If Handler funcs almost always return nil for their error value,
and application code is not involved in the dispatch of requests and
responses, how can we know what's going on with the server?
First, the server generates log messages, as you might expect. By
default messages log to stderr, at a log level of Debug. You can
control which messages are logged and where they go by creating a
custom *slog.Logger and passing it in as server.Config.Logger. See
log/slog for details.
Second, the server exports a chan error called Shutdown. When a
server encounters a shutdown condition a single message will be sent
over this channel. You should watch it in order to know when/if
something happens to the server. If your application doesn't already
have an event loop or other construct for monitoring channels, then
something like this might be a starting point:
keepalive := true
for keepalive {
select {
case msg := <-s.Shutdown:
log.Println("app event loop:", msg)
keepalive = false
break
}
}
This is taken directly from examples/server/basic-server.go, where
you can see it with many comments to explain what's going on. But the
important thing is to keep an eye on s.Shutdown so that you can take
appropriate steps when a Msg shows up there. The specifics are up to
you, but s.Quit will have already been called, so there's no need to
bother with that.
Petrel clients are very lightweight. There is no concept of a
long-lived client which open and close multiple network connections
(or a single connection multiple times). A client can handle any
number of requests, but the design intent is that once you call
Quit() to drop the connection, you are done with that client and
will create a new one if needed.
Here is a minimal case of a client:
import pc "github.com/firepear/petrel/client"
c, err := pc.New(&pc.Config{Addr: sn})
// handle err
err = c.Dispatch("foo", []byte{SOME_PAYLOAD})
// handle err
if c.Resp.Status == 200 {
fmt.Println(string(c.Resp.Payload))
}
c.Quit()
We instantiate a client, and send a foo request via
Dispatch(). If there was no error, we check the status in the
response struct (c.Resp) and then print the returned payload if the
status indicated success.
Check out examples/client/basic-client for a longer example, with
many more comments.
TLS and HMAC functionality are in place, but are currently untested and undocumeted following the v0.37 rewrite. The next release (v0.40) will add tests and full documentation for them. For now, please refer to the godoc.
The Petrel wire protocol has a fixed 11-byte header, two run-length encoded data segments, and an optional 44-byte HMAC segment.
Status code uint16 (2 bytes)
Seqence number uint32 (4 bytes)
Request length uint8 (1 byte)
Payload length uint32 (4 bytes)
---------------------------------------------------
Request text Per request length (max 255 char)
Payload text Per payload length (max 4MB)
---------------------------------------------------
HMAC 44 bytes, optional
Request and payload text are utf8 encoded.
HMAC is base64 utf8 text. There is no need for messages to specify whether HMAC is included or not, as that is set by the client and server at connection time.

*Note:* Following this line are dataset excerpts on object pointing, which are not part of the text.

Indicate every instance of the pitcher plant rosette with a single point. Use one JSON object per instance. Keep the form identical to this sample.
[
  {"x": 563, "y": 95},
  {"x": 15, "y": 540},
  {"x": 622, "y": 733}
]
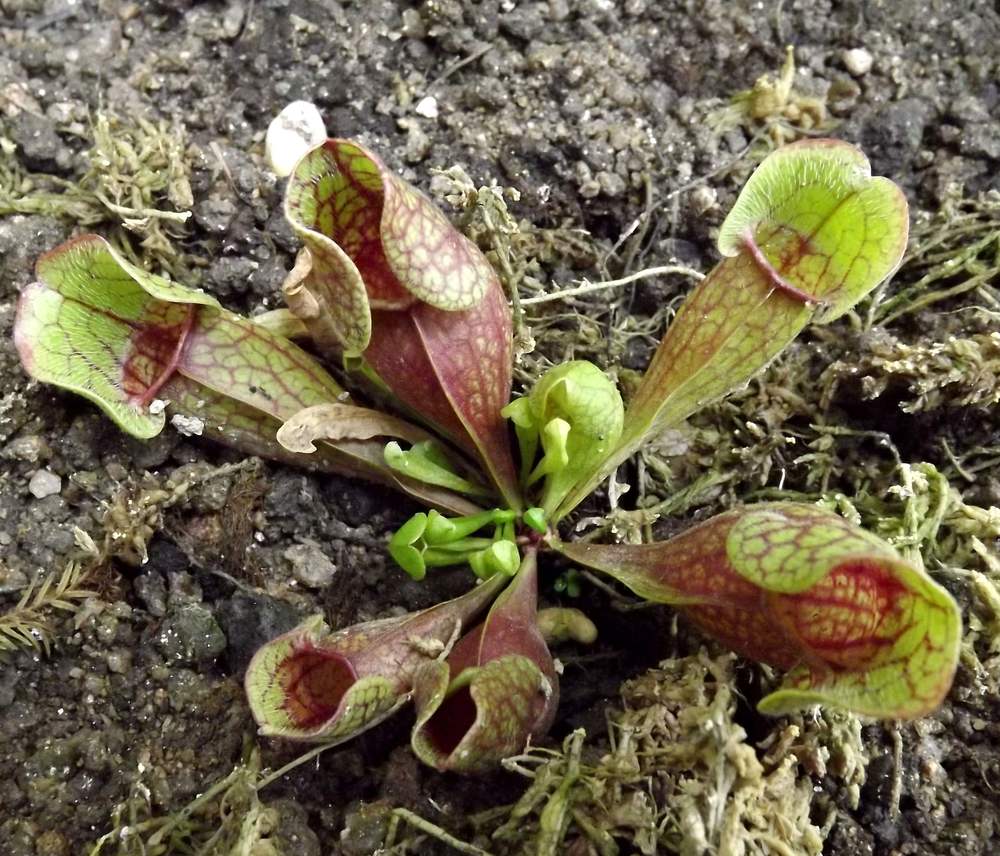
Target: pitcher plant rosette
[{"x": 412, "y": 312}]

I do my best to deliver code that is well-tested and does what I mean it to do. At the shallow end of demonstrating that, these badges let you know that most recent tag builds cleanly, and the project structure is sane:
Going deeper, there's the test coverage
report, which
is generated by my pre-commit hook... which also runs
gofmtgo vetgolangci-lintstaticcheck
So no commits happen if any tests fail or those tools flag an issue. That doesn't mean no bugs, but it does mean the code is free of a lot of bad smells, as well as any bugs that I've seen before.
If you want to run the tests yourself, either just run
./assets/runcover or look at it to see how I'm running the tests --
they will fail if run with a bare go test ./... due to relying on
code which is conditionally compiled in only for the tests.